Teste: Fiat Pulse Hybrid tem como vantagens ser mais silencioso e econômico
Norton Luiz
Publicado em 16 de março de 2026 às 09:58 | Atualizado há 3 meses
Apostando na economia de combustível, o Fiat Pulse com sistema propulsão híbrida-leve (MHEV) cumpre bem o seu papel. A novidade estreou nas versões Audace e Impetus do SUV compacto no final de 2024, sendo introduzida também, no mesmo momento, nas versões do SUV Coupé Fastback. A tecnologia empregada, batizada pela Fiat de Bio-Hybrid, tem uma boa receita de resultados, no que se refere à economia de combustível.

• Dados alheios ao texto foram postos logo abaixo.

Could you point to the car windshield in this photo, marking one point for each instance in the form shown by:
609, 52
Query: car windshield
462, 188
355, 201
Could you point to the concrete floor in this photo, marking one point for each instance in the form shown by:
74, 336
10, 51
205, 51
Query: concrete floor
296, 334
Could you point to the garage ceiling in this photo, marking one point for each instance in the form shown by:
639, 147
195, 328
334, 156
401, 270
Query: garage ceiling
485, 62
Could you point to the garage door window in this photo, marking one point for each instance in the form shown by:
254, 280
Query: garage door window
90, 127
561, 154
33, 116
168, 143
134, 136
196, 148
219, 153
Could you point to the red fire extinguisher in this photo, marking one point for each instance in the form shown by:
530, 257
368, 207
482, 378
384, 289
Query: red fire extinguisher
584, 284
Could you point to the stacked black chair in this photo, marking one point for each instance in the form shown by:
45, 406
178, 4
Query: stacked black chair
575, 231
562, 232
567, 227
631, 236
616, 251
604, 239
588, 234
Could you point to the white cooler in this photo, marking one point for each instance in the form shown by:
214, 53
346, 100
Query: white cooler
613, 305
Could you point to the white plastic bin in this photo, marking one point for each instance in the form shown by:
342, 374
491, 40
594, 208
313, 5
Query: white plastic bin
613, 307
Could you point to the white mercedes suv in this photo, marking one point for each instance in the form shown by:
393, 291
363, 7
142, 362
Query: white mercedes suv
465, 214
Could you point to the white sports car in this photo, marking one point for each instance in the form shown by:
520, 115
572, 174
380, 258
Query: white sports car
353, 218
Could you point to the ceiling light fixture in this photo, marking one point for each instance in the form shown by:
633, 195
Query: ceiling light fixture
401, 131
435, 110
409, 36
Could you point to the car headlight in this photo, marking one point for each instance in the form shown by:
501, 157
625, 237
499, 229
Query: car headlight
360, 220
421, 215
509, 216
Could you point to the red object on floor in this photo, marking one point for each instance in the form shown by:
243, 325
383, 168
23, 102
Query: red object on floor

Vamos lá: na prática, o Fiat Pulse Hybrid economiza até 10,7% de combustível, conforme os números oficiais do ciclo urbano apresentado pelo Inmetro. Portanto, no momento em que a eletrificação ganha diariamente mais espaço no mercado automotivo a Fiat dá seu primeiro passo trazendo um sistema híbrido-leve, de atuação tímida, mas capaz de levar o consumidor a ver com bons olhos a possibilidade real de gastar menos com combustíveis cada vez mais caros.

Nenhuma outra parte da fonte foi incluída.